Lors de la Journée internationale des travailleurs au Parque de las Luces à Medellín, M. Petro a détaillé cette initiative soutenue par les citoyens, en diffusant un code QR sur les réseaux sociaux pour recueillir les signatures. Il a mis en avant deux chapitres clés : des actes législatifs pour les réformes sociales et des réformes politiques visant à combattre la corruption, dans un contexte d'obstruction parlementaire face aux changements en matière de santé, de retraites et de droit du travail.

M. Petro a souligné des accomplissements tels que le taux de chômage le plus bas du siècle et a exhorté les travailleurs à rejoindre Colpensiones pour prévenir les « vols » des fonds privés.
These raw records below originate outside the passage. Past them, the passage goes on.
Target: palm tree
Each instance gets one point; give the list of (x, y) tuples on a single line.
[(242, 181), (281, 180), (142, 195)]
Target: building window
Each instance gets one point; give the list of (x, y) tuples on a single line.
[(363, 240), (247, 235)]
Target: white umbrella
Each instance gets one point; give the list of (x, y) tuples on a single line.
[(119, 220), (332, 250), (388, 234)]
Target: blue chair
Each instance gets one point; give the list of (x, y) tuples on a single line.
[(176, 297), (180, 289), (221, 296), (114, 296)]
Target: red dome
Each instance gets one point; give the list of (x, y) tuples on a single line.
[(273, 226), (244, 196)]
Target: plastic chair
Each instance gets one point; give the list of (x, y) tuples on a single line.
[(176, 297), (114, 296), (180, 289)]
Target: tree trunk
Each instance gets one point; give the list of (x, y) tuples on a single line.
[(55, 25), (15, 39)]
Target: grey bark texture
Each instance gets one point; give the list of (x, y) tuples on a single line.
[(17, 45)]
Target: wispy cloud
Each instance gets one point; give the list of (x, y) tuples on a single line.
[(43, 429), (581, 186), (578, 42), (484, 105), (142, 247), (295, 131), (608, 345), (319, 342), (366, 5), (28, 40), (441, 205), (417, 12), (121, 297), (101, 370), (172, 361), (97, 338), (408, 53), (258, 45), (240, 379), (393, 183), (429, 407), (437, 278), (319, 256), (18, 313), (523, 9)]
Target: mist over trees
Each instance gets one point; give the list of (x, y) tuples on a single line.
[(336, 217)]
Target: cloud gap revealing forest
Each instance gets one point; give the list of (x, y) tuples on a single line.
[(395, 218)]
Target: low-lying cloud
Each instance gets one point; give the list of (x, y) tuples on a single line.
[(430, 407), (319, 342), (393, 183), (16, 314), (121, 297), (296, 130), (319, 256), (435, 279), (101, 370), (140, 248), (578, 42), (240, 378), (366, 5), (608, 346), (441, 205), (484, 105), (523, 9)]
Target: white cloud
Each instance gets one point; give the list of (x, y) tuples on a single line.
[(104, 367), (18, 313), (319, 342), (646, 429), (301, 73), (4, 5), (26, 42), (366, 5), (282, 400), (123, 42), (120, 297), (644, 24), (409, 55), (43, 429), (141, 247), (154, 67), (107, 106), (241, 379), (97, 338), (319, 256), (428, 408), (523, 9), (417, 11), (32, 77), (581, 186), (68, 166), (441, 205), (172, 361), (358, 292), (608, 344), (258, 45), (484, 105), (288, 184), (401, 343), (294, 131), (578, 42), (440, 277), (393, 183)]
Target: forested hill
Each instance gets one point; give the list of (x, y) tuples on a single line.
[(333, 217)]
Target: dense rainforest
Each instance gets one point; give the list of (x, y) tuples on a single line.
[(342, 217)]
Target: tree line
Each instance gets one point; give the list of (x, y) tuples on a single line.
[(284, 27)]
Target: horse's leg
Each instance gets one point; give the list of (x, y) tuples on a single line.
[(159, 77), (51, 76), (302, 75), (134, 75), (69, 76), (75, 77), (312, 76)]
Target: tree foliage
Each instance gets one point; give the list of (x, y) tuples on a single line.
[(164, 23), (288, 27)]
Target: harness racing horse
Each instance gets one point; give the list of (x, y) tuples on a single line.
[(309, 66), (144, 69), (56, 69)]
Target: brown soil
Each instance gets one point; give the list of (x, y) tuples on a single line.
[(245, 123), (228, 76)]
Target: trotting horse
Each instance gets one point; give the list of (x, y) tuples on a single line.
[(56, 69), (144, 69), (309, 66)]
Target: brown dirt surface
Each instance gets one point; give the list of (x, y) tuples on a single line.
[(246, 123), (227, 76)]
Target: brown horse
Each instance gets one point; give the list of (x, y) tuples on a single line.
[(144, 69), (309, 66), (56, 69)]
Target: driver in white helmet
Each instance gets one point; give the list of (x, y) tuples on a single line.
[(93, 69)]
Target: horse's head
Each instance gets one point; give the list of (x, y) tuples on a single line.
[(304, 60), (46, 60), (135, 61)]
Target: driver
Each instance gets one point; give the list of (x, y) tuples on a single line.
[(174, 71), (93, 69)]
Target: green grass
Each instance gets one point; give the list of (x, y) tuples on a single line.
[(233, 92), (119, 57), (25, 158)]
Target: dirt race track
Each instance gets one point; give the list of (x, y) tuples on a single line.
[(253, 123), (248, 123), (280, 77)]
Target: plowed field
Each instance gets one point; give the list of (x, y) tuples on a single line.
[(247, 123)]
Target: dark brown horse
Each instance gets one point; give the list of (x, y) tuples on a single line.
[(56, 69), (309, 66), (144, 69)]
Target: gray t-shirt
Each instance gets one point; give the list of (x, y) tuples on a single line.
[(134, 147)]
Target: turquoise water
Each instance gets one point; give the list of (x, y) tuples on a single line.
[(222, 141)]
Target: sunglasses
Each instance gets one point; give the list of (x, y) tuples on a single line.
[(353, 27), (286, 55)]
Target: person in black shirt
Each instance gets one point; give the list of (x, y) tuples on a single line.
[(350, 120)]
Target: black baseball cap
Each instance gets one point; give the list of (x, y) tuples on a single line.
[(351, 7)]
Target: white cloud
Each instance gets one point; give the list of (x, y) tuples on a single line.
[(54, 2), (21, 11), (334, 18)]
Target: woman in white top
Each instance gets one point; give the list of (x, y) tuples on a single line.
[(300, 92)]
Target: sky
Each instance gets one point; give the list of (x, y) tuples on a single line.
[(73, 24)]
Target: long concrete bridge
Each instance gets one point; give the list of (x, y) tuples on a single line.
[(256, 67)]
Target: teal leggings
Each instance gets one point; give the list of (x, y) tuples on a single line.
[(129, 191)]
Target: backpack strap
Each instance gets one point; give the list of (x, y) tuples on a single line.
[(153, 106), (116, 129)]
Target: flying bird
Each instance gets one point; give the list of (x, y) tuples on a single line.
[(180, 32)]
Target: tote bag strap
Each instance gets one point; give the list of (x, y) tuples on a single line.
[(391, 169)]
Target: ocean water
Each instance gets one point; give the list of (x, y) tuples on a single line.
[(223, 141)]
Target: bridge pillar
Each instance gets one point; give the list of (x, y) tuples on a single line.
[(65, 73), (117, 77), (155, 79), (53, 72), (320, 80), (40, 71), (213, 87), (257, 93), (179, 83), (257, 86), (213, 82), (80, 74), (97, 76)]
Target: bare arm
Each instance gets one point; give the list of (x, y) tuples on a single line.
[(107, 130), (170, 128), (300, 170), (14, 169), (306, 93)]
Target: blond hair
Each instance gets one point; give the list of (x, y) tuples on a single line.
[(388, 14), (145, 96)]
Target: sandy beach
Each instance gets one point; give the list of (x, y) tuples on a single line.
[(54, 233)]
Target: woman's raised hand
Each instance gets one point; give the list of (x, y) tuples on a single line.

Cette mesure vise à lever les blocages institutionnels perçus sans altérer le cœur de la Constitution de 1991.

Les critiques ont réagi rapidement : la sénatrice María Fernanda Cabal a qualifié cette démarche d'« abus de pouvoir », tandis que la députée Angélica Lozano a mis en garde contre des tentatives de réélection de type caudillo.

Ce que les gens disent

Les utilisateurs de X réagissent de manière contrastée à l'annonce du président Petro depuis Medellín concernant le début de la collecte de 5 millions de signatures nécessaires pour une Assemblée nationale constituante visant à ajouter des chapitres sur les réformes sociales et la lutte contre la corruption à la Constitution de 1991. Les partisans saluent une initiative qui donne le pouvoir au peuple pour des changements essentiels. Les critiques la dénoncent comme une manœuvre électorale et une ingérence présidentielle indue. Les médias rendent compte de manière neutre du plan de présentation prévu pour le 20 juillet.